雪は琉偉の顔を見る事なく降りようとする。でも、その動作は、琉偉の手によって止められた。

「…あの」
「…白井さんの事、好きだから」

突然の告白に、驚いて琉偉の顔を見た雪。

「…白井さんが入社して、秘書課に来た時からずっと…」
「…社長」

「今日、一緒に過ごして、益々白井さんが好きになった。だから、俺の傍にいて欲しい…心からそう思う」

「…私は」

「…でも、白井さんは、彼の傍にいたいだろ?」

「…ぇ?」

「…鮫島義人」

義人の名前が出て、雪は尚更驚いた。でも、だからこそ、聞かなきゃいけないと思った。

「…黒澤社長、鮫島さんと私を別れさせたのは貴方ですか?確かに私は鮫島さんがSKファンドのCEOだって知らなかった。でも、本当に愛してた…」

『愛してた』その言葉に、琉偉の顔が歪む。

「…どうなんですか?」

…しばらく黙っていた琉偉だったが、その重たい口を開いた。

「…そうだよ。
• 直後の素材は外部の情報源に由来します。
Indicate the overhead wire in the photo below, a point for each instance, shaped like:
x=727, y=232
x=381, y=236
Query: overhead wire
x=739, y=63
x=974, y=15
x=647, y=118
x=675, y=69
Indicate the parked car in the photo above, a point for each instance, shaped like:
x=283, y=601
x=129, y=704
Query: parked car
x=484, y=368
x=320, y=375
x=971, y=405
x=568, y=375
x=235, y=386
鮫島と白井さんを別れさせたのは俺だ」

そうであってほしくないと願っていた。仕事のためなのか?そんな事はわからない。でも、愛し合っていた2人を別れさせるなんて、許せる事じゃなかった。

「…社長のバカ」

雪は下唇を噛み締めて、車を降りると、部屋に入って行った。